Nathan não pôde revidar, pois Nathalie o puxou para perto, beijando-o apaixonadamente. Ele não conseguiu se controlar, e mordeu o pescoço dela. Ela gemeu de prazer, enquanto Nathan lutava contra si mesmo.
Por fim, Nathalie caiu, semi-morta no chão, enquanto Nathan chorou sobre seu corpo. Ele sabia o que fazer, pois lembrava do breve treinamento que Drácula o dera, mas não queria ter feito aquilo.
- Céus! O que fiz! Se deixá-la morta, saberão que os vampiros atacaram! Se levá-la, irão procurá-la em todo lugar! Oh, Nathalie... Maldito dia em que entrei naquele castelo!

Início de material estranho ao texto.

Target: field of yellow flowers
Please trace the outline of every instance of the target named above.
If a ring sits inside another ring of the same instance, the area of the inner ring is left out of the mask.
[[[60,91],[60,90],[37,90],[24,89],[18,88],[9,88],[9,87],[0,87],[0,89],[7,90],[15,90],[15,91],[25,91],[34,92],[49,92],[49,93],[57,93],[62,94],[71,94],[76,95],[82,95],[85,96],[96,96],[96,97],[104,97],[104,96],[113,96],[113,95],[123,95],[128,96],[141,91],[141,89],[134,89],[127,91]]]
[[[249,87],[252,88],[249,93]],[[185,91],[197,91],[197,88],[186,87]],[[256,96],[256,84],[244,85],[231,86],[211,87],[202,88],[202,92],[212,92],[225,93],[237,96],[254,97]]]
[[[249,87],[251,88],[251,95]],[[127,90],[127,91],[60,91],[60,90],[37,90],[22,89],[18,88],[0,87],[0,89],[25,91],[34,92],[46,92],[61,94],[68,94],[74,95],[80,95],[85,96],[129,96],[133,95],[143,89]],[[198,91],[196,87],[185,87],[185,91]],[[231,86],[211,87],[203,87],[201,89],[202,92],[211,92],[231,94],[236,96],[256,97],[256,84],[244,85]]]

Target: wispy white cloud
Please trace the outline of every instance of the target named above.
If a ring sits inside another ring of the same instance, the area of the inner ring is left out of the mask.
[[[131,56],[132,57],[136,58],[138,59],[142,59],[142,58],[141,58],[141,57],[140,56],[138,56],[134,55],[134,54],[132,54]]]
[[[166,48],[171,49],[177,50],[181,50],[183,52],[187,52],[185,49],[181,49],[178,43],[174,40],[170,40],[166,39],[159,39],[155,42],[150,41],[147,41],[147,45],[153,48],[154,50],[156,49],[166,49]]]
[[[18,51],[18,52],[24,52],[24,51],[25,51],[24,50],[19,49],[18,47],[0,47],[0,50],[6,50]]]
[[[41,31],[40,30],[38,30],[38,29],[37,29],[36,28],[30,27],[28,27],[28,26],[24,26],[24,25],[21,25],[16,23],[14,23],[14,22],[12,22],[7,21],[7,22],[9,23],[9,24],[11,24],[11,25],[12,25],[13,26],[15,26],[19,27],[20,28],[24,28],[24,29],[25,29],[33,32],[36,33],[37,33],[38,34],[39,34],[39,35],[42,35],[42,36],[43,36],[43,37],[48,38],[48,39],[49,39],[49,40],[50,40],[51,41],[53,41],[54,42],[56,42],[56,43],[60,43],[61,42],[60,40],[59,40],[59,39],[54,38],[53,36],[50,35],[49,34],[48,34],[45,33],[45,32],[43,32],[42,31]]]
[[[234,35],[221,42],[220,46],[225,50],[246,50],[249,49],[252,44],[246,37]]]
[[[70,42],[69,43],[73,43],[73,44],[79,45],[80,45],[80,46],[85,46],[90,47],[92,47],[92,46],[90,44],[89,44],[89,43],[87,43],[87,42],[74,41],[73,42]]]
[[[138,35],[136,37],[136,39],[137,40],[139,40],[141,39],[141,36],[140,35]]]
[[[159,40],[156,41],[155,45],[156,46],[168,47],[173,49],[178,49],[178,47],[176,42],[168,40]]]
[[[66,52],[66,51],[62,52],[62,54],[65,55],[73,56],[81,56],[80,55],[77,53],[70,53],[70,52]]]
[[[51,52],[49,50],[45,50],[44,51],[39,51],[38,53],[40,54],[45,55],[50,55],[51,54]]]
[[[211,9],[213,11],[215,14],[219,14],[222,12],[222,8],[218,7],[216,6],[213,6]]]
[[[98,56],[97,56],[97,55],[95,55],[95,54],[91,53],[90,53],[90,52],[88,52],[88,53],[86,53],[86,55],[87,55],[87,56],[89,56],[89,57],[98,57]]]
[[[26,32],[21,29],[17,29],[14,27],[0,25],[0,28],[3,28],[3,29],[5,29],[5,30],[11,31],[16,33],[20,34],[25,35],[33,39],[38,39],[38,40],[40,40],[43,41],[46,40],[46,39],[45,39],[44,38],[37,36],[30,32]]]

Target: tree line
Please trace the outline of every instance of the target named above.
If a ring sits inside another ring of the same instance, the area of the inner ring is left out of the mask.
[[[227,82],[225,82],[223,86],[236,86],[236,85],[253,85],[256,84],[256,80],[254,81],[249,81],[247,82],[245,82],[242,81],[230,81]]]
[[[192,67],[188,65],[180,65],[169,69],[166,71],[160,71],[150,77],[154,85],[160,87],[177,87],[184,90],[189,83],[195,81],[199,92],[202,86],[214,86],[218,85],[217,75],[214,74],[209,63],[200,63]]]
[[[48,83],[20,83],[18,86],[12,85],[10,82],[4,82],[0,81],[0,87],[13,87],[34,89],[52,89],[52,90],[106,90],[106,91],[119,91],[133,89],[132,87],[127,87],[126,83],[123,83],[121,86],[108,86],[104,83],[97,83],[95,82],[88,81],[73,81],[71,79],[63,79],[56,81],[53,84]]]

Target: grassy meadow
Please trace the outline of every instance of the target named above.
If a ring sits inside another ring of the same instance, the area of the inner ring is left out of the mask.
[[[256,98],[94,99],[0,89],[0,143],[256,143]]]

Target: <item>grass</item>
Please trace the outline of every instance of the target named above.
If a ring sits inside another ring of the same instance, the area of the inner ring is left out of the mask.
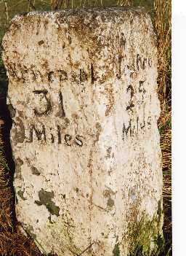
[[[32,9],[49,10],[85,6],[131,5],[145,7],[151,15],[158,37],[158,96],[161,114],[158,121],[163,162],[163,198],[165,243],[161,252],[154,256],[171,255],[171,1],[170,0],[7,0],[7,12],[4,1],[0,1],[0,47],[9,20],[16,14]],[[7,17],[9,19],[7,19]],[[0,48],[0,104],[7,91],[7,77],[1,59]],[[4,122],[0,120],[0,256],[41,256],[29,237],[23,236],[13,214],[13,193],[11,170],[7,163],[3,143]],[[163,244],[162,244],[163,246]],[[131,256],[145,256],[140,248]]]

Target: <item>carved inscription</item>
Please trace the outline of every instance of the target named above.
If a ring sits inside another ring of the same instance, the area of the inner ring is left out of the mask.
[[[29,139],[28,142],[31,143],[36,139],[52,144],[57,143],[60,144],[65,143],[66,146],[70,147],[74,145],[82,147],[84,145],[83,139],[84,137],[79,134],[76,134],[74,136],[68,133],[62,134],[60,125],[57,125],[56,129],[50,128],[46,132],[46,128],[44,124],[41,124],[39,128],[32,124],[29,127]]]
[[[126,63],[125,58],[125,56],[122,55],[118,57],[116,63],[117,71],[115,72],[113,71],[113,75],[118,79],[121,78],[126,67],[128,69],[132,68],[133,71],[139,71],[140,70],[145,70],[147,68],[150,68],[153,66],[150,58],[140,56],[139,54],[134,56],[132,64],[131,63],[130,65]],[[13,77],[23,79],[24,80],[30,77],[30,79],[33,81],[41,82],[46,80],[46,77],[47,80],[52,83],[54,82],[62,82],[68,80],[79,84],[84,83],[89,79],[92,83],[94,83],[94,82],[104,82],[103,77],[99,77],[97,76],[97,72],[94,71],[96,67],[94,66],[94,63],[91,63],[91,65],[88,66],[86,70],[85,69],[79,67],[78,69],[68,71],[62,67],[62,69],[58,70],[49,71],[46,74],[41,74],[39,70],[36,70],[33,67],[28,68],[22,66],[20,63],[9,64],[8,69]]]
[[[36,116],[41,116],[43,115],[47,115],[52,109],[52,106],[49,99],[47,98],[46,95],[48,91],[46,90],[33,90],[33,93],[36,94],[39,106],[34,108],[34,114]],[[42,102],[43,107],[41,108],[41,102]]]
[[[132,137],[133,136],[137,135],[144,128],[147,128],[147,129],[150,129],[151,127],[152,117],[145,117],[144,98],[146,93],[146,90],[145,89],[145,80],[139,81],[139,85],[136,90],[131,85],[129,85],[126,88],[126,93],[130,93],[130,101],[126,107],[126,109],[129,112],[129,116],[131,116],[131,114],[132,114],[133,109],[135,106],[134,104],[134,95],[137,93],[140,93],[140,99],[136,101],[136,103],[137,104],[137,107],[143,107],[143,115],[142,118],[137,117],[135,119],[132,118],[132,116],[131,116],[127,122],[124,123],[122,131],[123,139],[125,139],[127,137]]]

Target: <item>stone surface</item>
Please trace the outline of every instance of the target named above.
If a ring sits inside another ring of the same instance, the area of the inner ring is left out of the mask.
[[[163,216],[150,17],[123,7],[25,13],[3,47],[23,229],[46,255],[149,255]]]

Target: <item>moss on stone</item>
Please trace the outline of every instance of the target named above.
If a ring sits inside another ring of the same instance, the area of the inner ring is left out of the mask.
[[[39,192],[39,201],[36,201],[35,203],[39,206],[44,205],[51,214],[58,217],[60,216],[60,207],[57,206],[52,201],[54,195],[53,191],[47,192],[41,189]]]

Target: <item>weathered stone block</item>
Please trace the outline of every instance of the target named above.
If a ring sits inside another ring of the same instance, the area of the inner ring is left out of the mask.
[[[123,7],[22,14],[3,47],[24,230],[45,254],[150,253],[162,228],[150,17]]]

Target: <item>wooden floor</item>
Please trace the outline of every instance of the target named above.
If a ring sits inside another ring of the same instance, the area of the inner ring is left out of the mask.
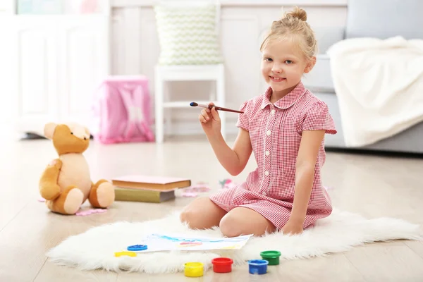
[[[282,262],[259,276],[250,275],[247,266],[228,274],[209,271],[200,278],[183,274],[116,274],[58,266],[45,253],[67,237],[104,223],[159,218],[192,198],[166,204],[116,202],[107,212],[89,216],[54,214],[37,201],[38,178],[56,157],[51,143],[17,142],[4,145],[0,150],[0,281],[423,281],[423,243],[408,241],[374,243],[324,258]],[[167,175],[207,182],[218,189],[219,180],[231,178],[202,137],[176,138],[162,145],[102,146],[93,142],[85,156],[93,180],[121,174]],[[232,178],[241,181],[255,167],[252,158],[245,171]],[[422,224],[422,172],[423,158],[329,152],[323,178],[339,209]]]

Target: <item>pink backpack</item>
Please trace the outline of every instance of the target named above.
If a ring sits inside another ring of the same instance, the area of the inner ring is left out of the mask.
[[[95,94],[93,111],[94,140],[103,144],[154,141],[145,76],[107,78]]]

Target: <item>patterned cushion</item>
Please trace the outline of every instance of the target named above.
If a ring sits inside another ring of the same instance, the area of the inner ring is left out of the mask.
[[[216,6],[154,6],[160,65],[222,62],[216,32]]]

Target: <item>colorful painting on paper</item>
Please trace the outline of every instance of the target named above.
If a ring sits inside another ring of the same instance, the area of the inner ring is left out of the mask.
[[[170,250],[238,250],[244,247],[252,235],[234,238],[188,237],[182,234],[150,234],[134,244],[147,245],[147,249],[139,252]]]

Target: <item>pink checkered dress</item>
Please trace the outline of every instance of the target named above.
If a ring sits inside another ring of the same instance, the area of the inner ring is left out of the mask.
[[[295,159],[302,130],[325,130],[336,134],[326,104],[300,82],[293,91],[272,104],[271,88],[243,104],[237,126],[250,133],[257,168],[245,182],[219,191],[210,199],[227,212],[237,207],[251,209],[280,230],[289,219],[294,200]],[[331,199],[321,183],[324,142],[314,168],[312,195],[303,228],[332,212]]]

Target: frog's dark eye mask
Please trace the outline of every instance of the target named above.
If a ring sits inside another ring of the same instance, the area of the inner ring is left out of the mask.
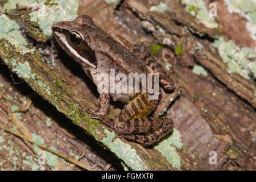
[[[73,46],[79,46],[83,42],[82,36],[76,31],[71,31],[69,34],[67,40]]]
[[[96,68],[96,66],[91,64],[88,60],[81,56],[75,50],[75,48],[80,46],[83,42],[82,36],[77,32],[71,31],[69,35],[65,33],[54,31],[53,32],[54,36],[57,36],[56,39],[59,44],[64,46],[73,56],[75,56],[78,59],[83,61],[85,64]]]

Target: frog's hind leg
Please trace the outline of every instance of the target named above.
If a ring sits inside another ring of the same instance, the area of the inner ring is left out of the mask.
[[[148,146],[159,140],[164,135],[170,132],[173,128],[173,122],[170,118],[139,118],[131,120],[130,123],[131,125],[139,126],[139,127],[135,127],[131,134],[124,134],[117,136],[113,139],[113,140],[117,138],[125,138],[144,146]],[[139,134],[149,131],[153,132],[146,135]]]
[[[114,128],[114,122],[111,122],[107,113],[109,108],[110,95],[107,93],[101,93],[98,100],[99,107],[94,109],[86,103],[82,101],[86,111],[92,115],[91,118],[100,120],[111,129]]]
[[[115,121],[117,138],[124,137],[149,145],[170,131],[173,126],[171,119],[146,118],[158,103],[158,100],[149,100],[148,95],[141,94],[126,105]],[[142,134],[147,133],[150,134]]]

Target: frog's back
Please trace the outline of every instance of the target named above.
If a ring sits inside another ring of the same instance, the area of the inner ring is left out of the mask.
[[[101,28],[92,23],[89,44],[95,51],[109,56],[127,73],[148,73],[147,66],[132,55],[123,46],[115,40]]]

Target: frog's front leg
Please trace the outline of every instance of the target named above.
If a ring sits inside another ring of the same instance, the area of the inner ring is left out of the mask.
[[[118,134],[116,138],[128,138],[147,146],[171,131],[171,119],[145,118],[158,102],[158,100],[149,100],[147,94],[141,94],[126,105],[115,121],[115,131]],[[149,132],[150,134],[143,134]]]
[[[113,129],[114,127],[114,123],[111,122],[107,115],[109,108],[109,94],[101,93],[98,100],[99,108],[98,109],[93,109],[86,103],[83,103],[83,105],[85,107],[86,111],[93,115],[92,118],[99,119]]]

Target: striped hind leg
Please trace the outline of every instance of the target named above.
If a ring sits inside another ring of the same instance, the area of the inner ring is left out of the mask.
[[[166,134],[170,132],[173,128],[173,122],[170,118],[139,118],[130,121],[131,125],[140,126],[135,127],[133,131],[130,130],[130,134],[118,135],[114,138],[125,138],[144,146],[148,146],[159,140]],[[150,132],[148,135],[139,134]]]

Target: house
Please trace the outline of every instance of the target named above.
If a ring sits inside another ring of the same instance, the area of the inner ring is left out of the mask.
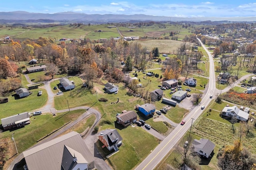
[[[163,97],[162,103],[174,106],[176,106],[177,104],[177,102],[176,101],[174,101],[171,99],[167,99],[165,97]]]
[[[163,81],[162,84],[164,86],[168,87],[169,88],[175,87],[178,85],[178,81],[176,79],[170,79]]]
[[[181,101],[187,97],[187,91],[178,91],[173,93],[172,96],[172,99],[176,100],[178,101]]]
[[[118,150],[118,146],[122,144],[123,138],[116,129],[106,129],[100,132],[98,139],[109,150]]]
[[[34,73],[35,72],[42,71],[46,71],[47,67],[45,65],[38,65],[38,66],[30,67],[26,68],[26,72],[27,73]]]
[[[60,83],[61,85],[59,87],[63,87],[65,90],[69,90],[75,88],[75,85],[66,78],[62,78],[60,79]]]
[[[156,107],[150,103],[146,103],[138,107],[138,110],[145,116],[154,115],[156,111]]]
[[[104,88],[108,93],[114,93],[118,90],[118,87],[112,83],[107,83],[104,85]]]
[[[4,130],[24,127],[30,123],[30,117],[28,112],[19,113],[1,119],[2,125]]]
[[[24,151],[29,170],[92,169],[93,156],[80,134],[72,131]]]
[[[238,120],[247,121],[249,118],[249,114],[240,110],[236,106],[225,107],[222,109],[222,114],[228,117],[235,116]]]
[[[124,127],[126,127],[131,123],[136,122],[137,113],[133,111],[126,111],[121,114],[117,115],[116,117],[118,123],[122,125]]]
[[[36,64],[36,62],[37,62],[37,60],[36,59],[32,59],[28,62],[28,64]]]
[[[19,88],[15,90],[15,92],[20,97],[24,97],[29,95],[29,92],[25,88]]]
[[[190,86],[196,86],[196,79],[189,78],[185,80],[185,83]]]
[[[256,93],[256,87],[251,87],[249,89],[246,89],[246,93],[248,94]]]
[[[146,75],[149,77],[153,76],[153,73],[147,73]]]
[[[209,139],[201,138],[200,140],[194,139],[192,142],[194,151],[207,158],[211,156],[211,154],[215,147],[215,144]]]
[[[152,91],[150,93],[150,97],[151,101],[159,101],[162,99],[164,92],[160,89],[156,89]]]

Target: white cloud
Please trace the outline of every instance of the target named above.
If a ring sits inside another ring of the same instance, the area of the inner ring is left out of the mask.
[[[112,2],[112,3],[110,3],[110,5],[118,5],[119,4],[118,3]]]
[[[83,10],[81,10],[81,9],[77,9],[76,10],[74,10],[73,11],[76,11],[77,12],[81,12],[82,11],[83,11]]]

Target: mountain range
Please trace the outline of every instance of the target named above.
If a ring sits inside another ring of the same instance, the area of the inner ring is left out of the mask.
[[[181,18],[165,16],[154,16],[144,14],[119,15],[106,14],[87,14],[73,12],[64,12],[54,14],[30,13],[25,11],[0,12],[0,22],[28,22],[28,20],[41,21],[45,22],[54,21],[81,22],[87,23],[107,23],[126,22],[129,21],[152,21],[156,22],[202,22],[204,21],[228,21],[230,22],[249,22],[256,21],[256,17],[194,17]]]

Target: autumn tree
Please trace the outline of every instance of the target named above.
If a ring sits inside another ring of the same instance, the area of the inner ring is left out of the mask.
[[[13,75],[14,73],[10,62],[5,58],[0,58],[0,78],[6,79]]]

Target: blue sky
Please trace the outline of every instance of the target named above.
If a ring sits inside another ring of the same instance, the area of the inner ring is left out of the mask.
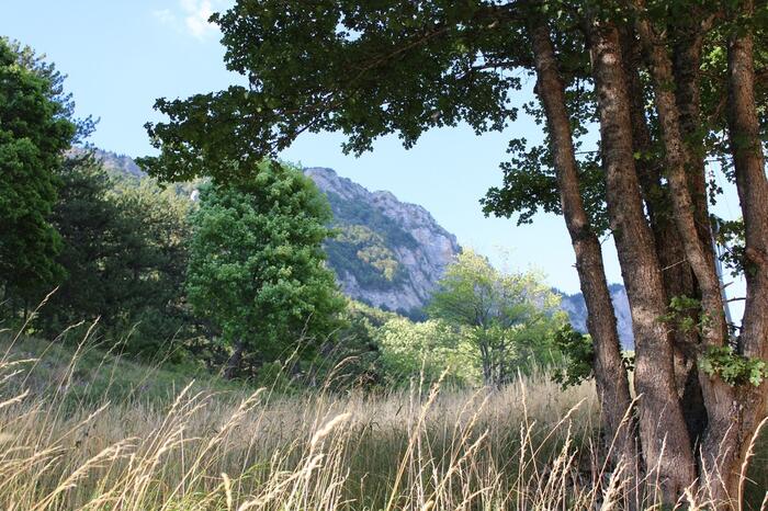
[[[68,75],[78,115],[101,120],[92,144],[143,156],[151,152],[143,125],[159,118],[151,109],[156,98],[219,90],[237,79],[224,68],[218,33],[206,23],[212,11],[228,3],[3,0],[0,35],[45,53]],[[463,246],[496,262],[506,253],[509,266],[542,270],[553,286],[575,293],[578,280],[562,218],[542,214],[533,225],[517,227],[513,220],[485,218],[478,204],[500,183],[507,140],[512,135],[538,140],[540,132],[521,115],[500,134],[476,137],[461,126],[433,130],[410,150],[387,137],[360,158],[341,152],[339,135],[307,135],[282,156],[306,167],[330,167],[371,190],[420,204]],[[603,247],[609,281],[620,282],[612,241]]]

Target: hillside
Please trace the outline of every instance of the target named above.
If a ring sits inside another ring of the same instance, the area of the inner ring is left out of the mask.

Então ele, não tendo escolha, despejou um pouco de seu sangue nos doces lábios de Nathalie, que escorreram lentamente até seu pescoço, ainda furado. Sua blusa mudou de cor, indo de branco para preto, assim como sua saia. Seus seios pareceram aumentar, conforme o sangue entrava em seu pescoço, e ela atingiu um tom mais pálido.
Nathan carregou-a para Lars sem esforço, pois tinha a força de um vampiro. Entregou-a com algum pesar, com medo do que Lars poderia fazer com o corpo dela em sua ausência, e voltou para o vilarejo, para pegar outras duas.
A segunda, ruiva - Segundo as próprias especificações de Drácula - era sua própria irmã, mas ele já não mais se importava. Ela era a prostituta da vila, desde que os pais morreram, e virar vampira seria um avanço para ela.
A terceira, loira, ele decidiu pela esposa de um velho inimigo seu, o xerife. Ela era farta, nova, e esbelta, e, embora Nathan não se importasse muito com ela, ela toda noite flertava e traía o xerife com outros homens, pois era uma das mulheres mais desejadas da vila. Ambas estavam dormindo na hora da mordida.
Então Lars e Nathan voltaram para o castelo, com Nathan carregando duas, sua irmã, Helga, e Nathalie, enquanto Lars carregava, com um certo tipo de prazer, a esposa do xerife, Julie.
Naquele dia, toda a vila lamentaria o desaparecimento sangrento de três jovens mulheres, assim como a morte de seu xerife, que parecia ter sangrado até a morte.